The agency mentioned the possibility in a letter to Senator Richard J. Durbin of Illinois and Senator Richard Blumenthal of Connecticut, both of whom have called for more federal oversight of the drinks. The FDA had previously announced its intention to investigate the products, but the letter is the first public mention of outside experts.
The FDA has recently released reports linking the energy drinks to 18 deaths and more than 150 injuries.
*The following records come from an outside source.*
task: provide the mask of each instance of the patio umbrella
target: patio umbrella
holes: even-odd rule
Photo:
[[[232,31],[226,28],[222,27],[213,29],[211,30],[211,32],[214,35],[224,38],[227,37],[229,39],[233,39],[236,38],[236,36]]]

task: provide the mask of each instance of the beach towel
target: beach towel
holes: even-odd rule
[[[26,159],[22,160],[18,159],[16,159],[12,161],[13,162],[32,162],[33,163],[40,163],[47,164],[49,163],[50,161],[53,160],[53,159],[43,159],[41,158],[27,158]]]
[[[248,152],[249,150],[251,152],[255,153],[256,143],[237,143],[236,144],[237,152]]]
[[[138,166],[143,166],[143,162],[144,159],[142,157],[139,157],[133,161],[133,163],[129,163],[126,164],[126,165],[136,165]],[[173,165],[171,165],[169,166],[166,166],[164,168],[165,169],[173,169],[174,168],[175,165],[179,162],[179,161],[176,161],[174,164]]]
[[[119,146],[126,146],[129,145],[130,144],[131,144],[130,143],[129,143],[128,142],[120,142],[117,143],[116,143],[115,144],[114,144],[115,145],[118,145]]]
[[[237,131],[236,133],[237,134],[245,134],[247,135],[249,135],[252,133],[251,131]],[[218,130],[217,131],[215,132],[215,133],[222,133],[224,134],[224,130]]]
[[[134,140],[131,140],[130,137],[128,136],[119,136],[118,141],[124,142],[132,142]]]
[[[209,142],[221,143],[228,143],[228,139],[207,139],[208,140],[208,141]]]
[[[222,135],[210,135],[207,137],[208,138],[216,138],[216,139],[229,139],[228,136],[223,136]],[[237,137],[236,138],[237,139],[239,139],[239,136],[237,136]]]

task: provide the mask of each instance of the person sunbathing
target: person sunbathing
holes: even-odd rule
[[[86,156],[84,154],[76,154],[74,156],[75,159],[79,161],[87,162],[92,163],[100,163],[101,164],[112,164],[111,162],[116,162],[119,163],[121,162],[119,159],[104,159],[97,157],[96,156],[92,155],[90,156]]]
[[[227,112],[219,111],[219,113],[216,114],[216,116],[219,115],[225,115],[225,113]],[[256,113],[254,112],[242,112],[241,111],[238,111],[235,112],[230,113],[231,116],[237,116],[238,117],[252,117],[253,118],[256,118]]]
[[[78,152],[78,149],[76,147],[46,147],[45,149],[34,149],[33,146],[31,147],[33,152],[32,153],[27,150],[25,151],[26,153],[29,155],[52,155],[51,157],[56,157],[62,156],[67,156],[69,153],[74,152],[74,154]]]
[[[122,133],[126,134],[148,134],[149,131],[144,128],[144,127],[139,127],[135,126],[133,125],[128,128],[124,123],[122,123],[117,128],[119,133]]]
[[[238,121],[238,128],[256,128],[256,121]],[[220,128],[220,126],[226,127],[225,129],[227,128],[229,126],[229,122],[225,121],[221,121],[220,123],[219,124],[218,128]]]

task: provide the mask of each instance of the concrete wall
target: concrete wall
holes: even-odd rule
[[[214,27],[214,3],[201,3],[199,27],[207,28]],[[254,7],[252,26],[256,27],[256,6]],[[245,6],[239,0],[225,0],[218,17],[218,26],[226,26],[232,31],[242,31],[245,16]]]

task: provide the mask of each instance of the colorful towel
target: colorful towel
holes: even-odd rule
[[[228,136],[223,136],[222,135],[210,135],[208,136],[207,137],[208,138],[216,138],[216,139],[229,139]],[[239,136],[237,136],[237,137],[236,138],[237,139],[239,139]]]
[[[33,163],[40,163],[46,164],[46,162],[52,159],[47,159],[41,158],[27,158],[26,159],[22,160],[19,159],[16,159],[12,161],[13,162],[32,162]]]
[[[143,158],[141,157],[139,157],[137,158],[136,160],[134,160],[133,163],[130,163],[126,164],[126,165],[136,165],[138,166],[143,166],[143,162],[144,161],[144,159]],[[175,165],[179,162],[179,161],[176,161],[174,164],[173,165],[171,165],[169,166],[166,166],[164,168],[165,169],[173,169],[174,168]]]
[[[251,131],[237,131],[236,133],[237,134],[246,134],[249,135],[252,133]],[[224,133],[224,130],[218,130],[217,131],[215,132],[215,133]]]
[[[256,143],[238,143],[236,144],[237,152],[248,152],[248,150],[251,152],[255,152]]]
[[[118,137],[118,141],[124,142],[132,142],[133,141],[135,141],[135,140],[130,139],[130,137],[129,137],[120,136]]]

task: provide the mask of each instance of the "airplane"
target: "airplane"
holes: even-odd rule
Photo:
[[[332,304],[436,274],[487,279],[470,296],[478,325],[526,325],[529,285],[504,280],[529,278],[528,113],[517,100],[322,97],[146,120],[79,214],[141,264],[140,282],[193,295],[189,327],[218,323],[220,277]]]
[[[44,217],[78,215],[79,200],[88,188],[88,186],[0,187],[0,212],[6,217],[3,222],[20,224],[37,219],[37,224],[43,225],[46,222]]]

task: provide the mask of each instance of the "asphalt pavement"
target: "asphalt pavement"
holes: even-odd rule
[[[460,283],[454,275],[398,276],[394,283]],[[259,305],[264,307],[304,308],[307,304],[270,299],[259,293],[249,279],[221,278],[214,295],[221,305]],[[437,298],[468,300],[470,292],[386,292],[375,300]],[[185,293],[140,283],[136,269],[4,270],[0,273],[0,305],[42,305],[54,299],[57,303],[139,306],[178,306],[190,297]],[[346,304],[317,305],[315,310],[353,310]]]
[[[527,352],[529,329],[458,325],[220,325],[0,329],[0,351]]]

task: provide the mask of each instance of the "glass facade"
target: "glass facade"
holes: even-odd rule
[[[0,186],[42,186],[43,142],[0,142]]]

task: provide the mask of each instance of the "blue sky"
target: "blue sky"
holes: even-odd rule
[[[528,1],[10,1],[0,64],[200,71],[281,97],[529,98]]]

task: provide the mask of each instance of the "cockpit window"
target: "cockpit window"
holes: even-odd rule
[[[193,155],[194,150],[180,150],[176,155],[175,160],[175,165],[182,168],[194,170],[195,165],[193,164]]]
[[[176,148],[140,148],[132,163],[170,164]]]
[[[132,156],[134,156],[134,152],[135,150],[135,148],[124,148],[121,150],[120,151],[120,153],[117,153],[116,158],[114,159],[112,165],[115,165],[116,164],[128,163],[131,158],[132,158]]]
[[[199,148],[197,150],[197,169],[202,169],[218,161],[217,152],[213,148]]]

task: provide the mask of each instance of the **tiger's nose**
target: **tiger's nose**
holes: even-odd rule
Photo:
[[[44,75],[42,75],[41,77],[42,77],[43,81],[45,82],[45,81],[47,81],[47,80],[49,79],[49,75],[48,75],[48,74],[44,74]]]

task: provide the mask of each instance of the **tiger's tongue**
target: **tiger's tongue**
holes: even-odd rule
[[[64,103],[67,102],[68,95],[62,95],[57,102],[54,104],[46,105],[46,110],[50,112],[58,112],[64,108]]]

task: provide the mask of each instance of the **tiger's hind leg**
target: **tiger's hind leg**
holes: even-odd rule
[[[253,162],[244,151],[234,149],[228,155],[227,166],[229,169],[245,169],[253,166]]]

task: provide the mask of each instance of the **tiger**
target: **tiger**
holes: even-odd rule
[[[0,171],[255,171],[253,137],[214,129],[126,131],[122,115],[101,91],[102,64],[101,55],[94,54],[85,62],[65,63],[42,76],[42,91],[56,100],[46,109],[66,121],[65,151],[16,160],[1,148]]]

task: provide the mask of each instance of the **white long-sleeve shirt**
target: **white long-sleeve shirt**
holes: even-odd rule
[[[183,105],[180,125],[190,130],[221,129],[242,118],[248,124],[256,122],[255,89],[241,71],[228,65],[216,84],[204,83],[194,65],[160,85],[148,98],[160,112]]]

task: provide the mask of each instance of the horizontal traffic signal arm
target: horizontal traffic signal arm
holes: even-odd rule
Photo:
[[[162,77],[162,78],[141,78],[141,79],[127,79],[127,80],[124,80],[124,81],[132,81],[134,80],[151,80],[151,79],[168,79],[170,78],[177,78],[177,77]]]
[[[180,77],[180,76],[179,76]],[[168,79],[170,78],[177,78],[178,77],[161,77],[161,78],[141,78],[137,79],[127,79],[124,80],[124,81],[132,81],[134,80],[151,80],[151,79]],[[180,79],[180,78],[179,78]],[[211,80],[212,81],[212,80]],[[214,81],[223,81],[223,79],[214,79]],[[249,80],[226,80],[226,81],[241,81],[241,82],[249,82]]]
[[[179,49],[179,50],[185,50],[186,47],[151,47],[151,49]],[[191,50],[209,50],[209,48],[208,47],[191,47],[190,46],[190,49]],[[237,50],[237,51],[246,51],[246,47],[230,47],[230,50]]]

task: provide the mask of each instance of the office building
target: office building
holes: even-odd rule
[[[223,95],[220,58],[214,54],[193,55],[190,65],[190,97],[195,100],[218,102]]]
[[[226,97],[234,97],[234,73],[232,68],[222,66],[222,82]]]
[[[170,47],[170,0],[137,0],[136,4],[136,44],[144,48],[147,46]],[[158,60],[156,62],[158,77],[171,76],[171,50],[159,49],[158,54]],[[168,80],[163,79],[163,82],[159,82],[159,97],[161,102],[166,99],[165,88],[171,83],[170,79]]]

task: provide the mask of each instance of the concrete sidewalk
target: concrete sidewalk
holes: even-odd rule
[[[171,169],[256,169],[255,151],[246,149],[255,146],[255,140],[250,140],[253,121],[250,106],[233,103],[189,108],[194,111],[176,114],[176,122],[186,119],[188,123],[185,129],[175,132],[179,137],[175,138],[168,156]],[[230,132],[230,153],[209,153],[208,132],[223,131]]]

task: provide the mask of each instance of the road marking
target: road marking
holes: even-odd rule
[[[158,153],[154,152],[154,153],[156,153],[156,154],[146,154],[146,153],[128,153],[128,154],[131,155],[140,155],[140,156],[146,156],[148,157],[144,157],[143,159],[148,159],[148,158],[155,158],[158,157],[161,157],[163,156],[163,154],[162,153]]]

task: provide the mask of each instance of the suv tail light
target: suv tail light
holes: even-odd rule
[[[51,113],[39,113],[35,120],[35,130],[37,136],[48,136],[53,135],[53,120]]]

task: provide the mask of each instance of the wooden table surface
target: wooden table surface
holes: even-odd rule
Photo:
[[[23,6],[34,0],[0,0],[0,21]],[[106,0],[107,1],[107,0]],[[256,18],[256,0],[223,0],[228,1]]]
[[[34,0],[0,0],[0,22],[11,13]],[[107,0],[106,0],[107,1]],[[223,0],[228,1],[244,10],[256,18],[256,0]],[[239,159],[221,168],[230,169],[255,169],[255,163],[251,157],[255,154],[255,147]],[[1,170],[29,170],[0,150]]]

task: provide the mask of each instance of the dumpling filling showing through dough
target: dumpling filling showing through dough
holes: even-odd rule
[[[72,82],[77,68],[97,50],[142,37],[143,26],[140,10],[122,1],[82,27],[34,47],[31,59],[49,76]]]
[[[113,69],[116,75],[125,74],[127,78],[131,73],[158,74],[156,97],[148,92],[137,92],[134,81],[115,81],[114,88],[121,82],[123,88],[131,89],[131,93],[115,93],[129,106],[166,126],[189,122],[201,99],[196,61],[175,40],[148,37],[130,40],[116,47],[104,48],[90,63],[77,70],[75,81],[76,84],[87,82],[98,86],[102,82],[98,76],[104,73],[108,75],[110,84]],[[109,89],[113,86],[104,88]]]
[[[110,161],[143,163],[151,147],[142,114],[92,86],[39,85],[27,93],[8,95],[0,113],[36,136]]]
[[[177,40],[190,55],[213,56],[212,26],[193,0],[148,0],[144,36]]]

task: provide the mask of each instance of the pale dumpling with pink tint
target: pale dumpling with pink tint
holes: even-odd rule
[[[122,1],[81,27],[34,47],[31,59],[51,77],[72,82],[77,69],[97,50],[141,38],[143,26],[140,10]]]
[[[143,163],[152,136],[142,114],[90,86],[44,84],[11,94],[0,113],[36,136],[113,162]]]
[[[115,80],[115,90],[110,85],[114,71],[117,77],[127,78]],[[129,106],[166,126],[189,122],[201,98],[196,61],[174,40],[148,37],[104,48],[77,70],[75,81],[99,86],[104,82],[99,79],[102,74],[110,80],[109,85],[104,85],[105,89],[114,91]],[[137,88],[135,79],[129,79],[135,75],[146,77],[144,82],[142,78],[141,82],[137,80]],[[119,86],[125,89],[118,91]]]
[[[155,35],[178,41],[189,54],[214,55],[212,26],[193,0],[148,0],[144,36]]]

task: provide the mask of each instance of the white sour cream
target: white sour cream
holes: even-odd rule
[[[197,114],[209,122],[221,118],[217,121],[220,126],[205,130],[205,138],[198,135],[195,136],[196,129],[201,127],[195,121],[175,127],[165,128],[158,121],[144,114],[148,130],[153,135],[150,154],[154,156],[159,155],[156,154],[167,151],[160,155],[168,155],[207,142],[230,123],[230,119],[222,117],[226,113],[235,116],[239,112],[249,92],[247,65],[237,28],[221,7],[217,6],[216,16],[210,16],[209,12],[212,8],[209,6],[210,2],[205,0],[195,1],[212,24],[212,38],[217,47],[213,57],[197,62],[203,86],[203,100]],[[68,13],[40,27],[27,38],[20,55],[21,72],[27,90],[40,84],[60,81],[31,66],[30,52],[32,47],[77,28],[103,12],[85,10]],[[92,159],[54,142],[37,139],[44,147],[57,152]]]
The reports don’t specifically cite the energy drinks as a cause of the deaths and injuries, but merely state that they were consumed by the victims.
Still, Durbin and Blumenthal have raised concerns over the fact that emergency room visits involving the drinks increased 10-fold from 2005 through 2009.
And the release of the FDA’s adverse event reports has spotlighted the fact that energy drinks can be classified as dietary supplements, sparing manufacturers the obligation of listing the caffeine amount.
According to the report, the letter from FDA officials stated that an outside review would focus on the possible risks posed by high levels of caffeine to certain groups.
Health Canada, the FDA’s Canadian counterpart, recently imposed limits on caffeine levels in energy drinks in response to recommendations by a similar expert panel.
The FDA letter states: “Areas of particular focus would include such matters as the vulnerability of certain populations to stimulants and the incidence and consequence of excessive consumption.”